É sabido que piorou, no início deste ano, o ambiente de
negócios, o que pode afetar o valor da transação. Contudo, a limpeza do balanço
do Novo Banco e a criação do side bank,
já mencionados, ajudarão a clarificar a situação do banco, tornando-se mais
acessível aos investidores a compreensão de quanto deverão gastar para
desinvestir no pacote de ativos do side
bank. Recorde-se que nele foram colocados 17 mil milhões de ativos a
vender, dos quais 11 mil milhões até 2020 – imobiliário resultante de dações em
pagamento, a seguradora GNB Vida, a
participação na Ascendi e as
operações internacionais do Novo Banco, menos a de Espanha.

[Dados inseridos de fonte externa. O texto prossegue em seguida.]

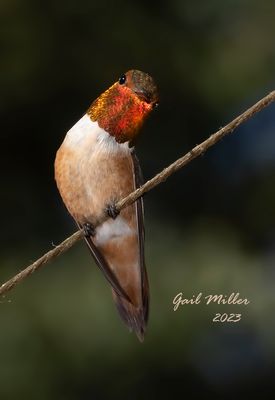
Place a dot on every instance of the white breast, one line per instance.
(98, 139)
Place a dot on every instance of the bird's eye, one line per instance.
(122, 79)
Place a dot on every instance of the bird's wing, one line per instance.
(104, 267)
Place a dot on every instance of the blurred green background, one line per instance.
(210, 228)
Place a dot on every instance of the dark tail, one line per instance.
(134, 317)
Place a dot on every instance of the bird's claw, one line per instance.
(112, 211)
(89, 230)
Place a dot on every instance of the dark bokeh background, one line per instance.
(210, 228)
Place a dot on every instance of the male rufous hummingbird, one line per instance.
(95, 167)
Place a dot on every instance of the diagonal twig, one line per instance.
(149, 185)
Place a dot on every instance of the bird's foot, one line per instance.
(112, 211)
(89, 230)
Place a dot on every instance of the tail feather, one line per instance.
(134, 317)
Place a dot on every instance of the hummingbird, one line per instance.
(95, 166)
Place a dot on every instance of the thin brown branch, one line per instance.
(149, 185)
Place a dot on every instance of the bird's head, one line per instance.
(122, 109)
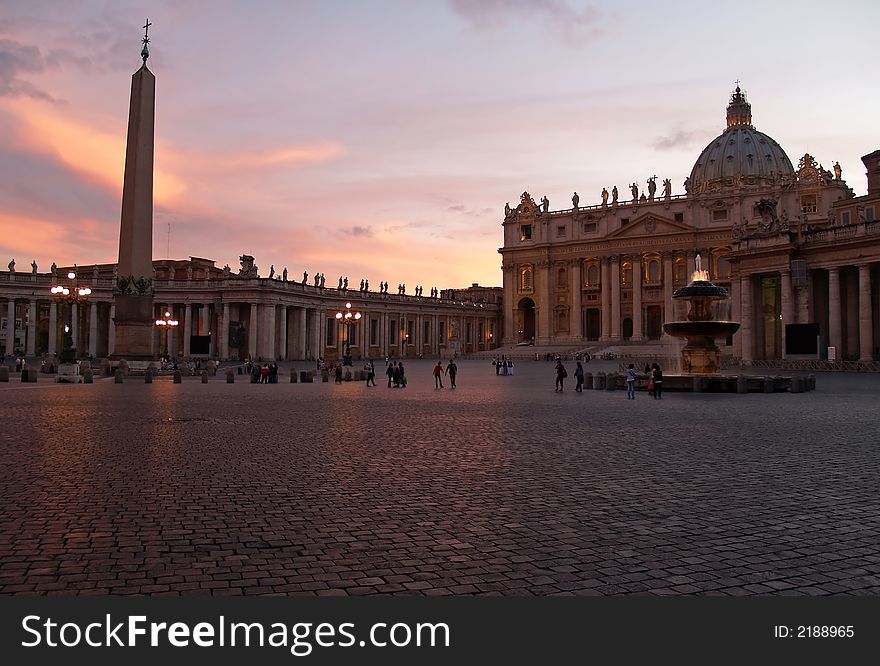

Será de todas as contas a fazer, incluindo estas e as inerentes
às litigâncias, que sairá o preço final a pagar pelo Novo Banco.
***
Só espero que, mais uma vez, a DGC e/ou o BCE não venham a escolher
cirurgicamente uma bela tarde de sexta-feira, seguida de um sábado e domingo de
agosto de 2017, para a imposição da resolução imediata do Novo Banco, com a
obrigação de venda imediata a um banco europeu (Porque não ibérico?) e a subsequente injeção de dinheiro público,
mandando às malvas as diligências do hábil Sérgio Monteiro e do dedicado Stock
da Cunha.
O povo da minha terra tem o seguinte tríplice adágio: Na primeira quem quer cai, na segunda cai quem quer e na terceira cai
quem é tolo. Ora, a história do Novo Banco, como a desenhei, constituiria a
terceira do adágio. Estarão os
governantes dispostos ao grito do Ipiranga de 2017 (à Brasil, no
primeiro quartel do século XIX) em relação
à DGC e ao BCE?
Para já, fiquemo-nos com as declarações do Presidente da República sobre a
matéria na sessão de apresentação de cumprimentos por parte do Governo, que
parecem resposta à crítica de Passos Coelho à recente atuação de “partilha de
funções de Estado”, no dizer de António Costa, “incluindo no que respeita à
estabilização do sistema financeiro”:
“É natural que o Governo, como aliás todos os governos
da União Europeia, nomeadamente da Zona Euro, estejam permanentemente atentos
àquilo que é a garantia da estabilidade do sistema financeiro, nomeadamente
quando essa liberdade envolve processos legislativos ou possa envolver”.